In order to understand the nature of the present invention, it is helpful to first review various aspects of a turbofan jet engine. Below is a brief description of the exhaust components and fire safety elements of a turbofan jet engine, followed by description of the airflow dynamics associated with these elements during use.
With regard to engine exhaust components, FIG. 1 is a forward-looking perspective rear view of a primary exhaust nozzle 20 and a primary nozzle plug 22 of a turbofan jet engine. The primary exhaust nozzle is generally positioned at the aft end of a gas generator (not shown). As illustrated in FIG. 3, the primary exhaust nozzle includes a nozzle fairing 26 concentrically attached to a nozzle body 24. The forward end of the nozzle inner sleeve is connected to the gas generator or to adjoining generator structure such as an engine turbine rear frame. An aft engine mount (not shown) is used to connect the engine to a support structure (see FIG. 1), e.g., a wing strut or pylon. The downstream primary nozzle components are not attached to the support structure so that during use the nozzle can accommodate aftward thermal expansion without contacting the support structure.
Referring to FIGS. 1 and 2, the support structure is a wing pylon covered by various fairings and heat shields. Referred to herein generically as "strut fairings" 30 are a first aft pylon fairing 32, an aft pylon fairing heat shield 34, a second aft pylon fairing 36, and various heat shield castings 38. Also shown is a thrust reverser inner wall 35, a thrust reverser outer wall 37, a thrust reverser aft cowl 39, and a lower bifurcation panel 40. An annular core compartment vent exit 42 is formed by the space between the nozzle fairing 26 and the thrust reverser aft cowl 39 to vent small amounts of bypass as well as gas generator cooling air. In addition, there may be other outer structure, such as nacelle or thrust reverser components, positioned near the primary nozzle. FIGS. 1-5 omit various of these other structures in order to show aspects and features of the present invention more clearly.

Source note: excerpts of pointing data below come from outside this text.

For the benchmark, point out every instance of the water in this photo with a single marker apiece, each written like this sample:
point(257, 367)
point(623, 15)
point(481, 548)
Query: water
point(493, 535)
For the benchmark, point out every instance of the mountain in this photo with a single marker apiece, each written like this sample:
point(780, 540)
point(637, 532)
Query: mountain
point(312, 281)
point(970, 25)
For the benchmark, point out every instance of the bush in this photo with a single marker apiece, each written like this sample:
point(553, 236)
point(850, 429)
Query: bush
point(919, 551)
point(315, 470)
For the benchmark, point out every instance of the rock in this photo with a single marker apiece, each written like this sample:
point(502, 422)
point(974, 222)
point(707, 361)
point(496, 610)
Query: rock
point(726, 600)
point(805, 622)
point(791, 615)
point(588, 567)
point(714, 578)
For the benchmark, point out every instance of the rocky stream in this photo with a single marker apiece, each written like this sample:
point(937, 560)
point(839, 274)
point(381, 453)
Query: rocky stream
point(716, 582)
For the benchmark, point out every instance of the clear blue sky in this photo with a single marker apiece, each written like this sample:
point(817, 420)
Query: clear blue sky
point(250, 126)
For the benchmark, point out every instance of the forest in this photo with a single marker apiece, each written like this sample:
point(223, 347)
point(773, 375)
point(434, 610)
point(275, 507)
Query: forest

With regard to fire safety elements, a number of fire zones exist within the engine installation that are designed in a manner that prohibits an engine fire from spreading. Of particular interest to the present invention is an upper quadrant fire zone located just behind the aft engine mount, between the primary nozzle and the strut fairings. In FIG. 3, the aft mount fire zone is located generally along the nozzle at the location labeled 44. Commercial aircraft propulsion systems require each fire zone to be bounded by a fire seal that is capable of containing and isolating a fire, not only from other propulsion installation components (e.g., nacelles and engine fairings), but also from areas surrounding the propulsion installation (e.g., wings, fairings, and fuselage).
In the case of the aft mount fire zone 44, a fire seal (not shown) is located along an upper arcuate region of the nozzle and oriented to prohibit flame from spreading aft of the gas generator or outward to the surrounding structures. Known fire seals, e.g., turkey feather seals, provide a solid barrier between the upper area of the primary nozzle and the strut fairings so that flame cannot pass to downstream locations. This fire seal thus protects the nozzle, the support structure, the wing structures, the various fairings and shields, and the aircraft fuselage from fire emanating rearward from the gas generator.
As shown best in FIG. 1, a region exists between the primary nozzle fairing 26 and the strut fairings at a location directly behind the aft mount fire seal. This region is termed herein a "bounded low pressure region" 48. The forward end of the bounded low pressure region 48 is defined generally by the aft mount fire seal. The bounded low pressure region aft end is defined by the primary nozzle aft end.
With regard to airflow dynamics during engine operation, fan air 52 flows along either side of the strut fairings 30. The lower surface of the aft pylon fairing heat shield 34 and the nozzle are separated by approximately the height of the core compartment vent exit 42. A low velocity cooling flow issues from the core compartment vent exit. When the core vent flow encounters the aft mount fire seal, it separates and later converges downstream of the bounded low pressure region 48.
Because of the geometry of engine components and the dynamics of airflow, there exists regions of differing velocity and/or pressure in the areas of the primary nozzle. In particular, the fan airflow is a higher velocity on either side of the bounded low pressure region, while the velocity within the region itself is low since it is a base region that is somewhat protected from the fan air 52. This pressure/velocity difference results in side-to-side air fluctuations that superimpose on the rearward-directed fan flow. The fluctuations can eventually cause nozzle vibration which is amplified when the natural frequencies of the flow fluctuations and the nozzle vibration coincide.
In general, it is desirable to eliminate flow fluctuations and structural vibrations. Thus a need exists for an engine device that accomplishes these tasks. The present invention is directed to fulfilling this need.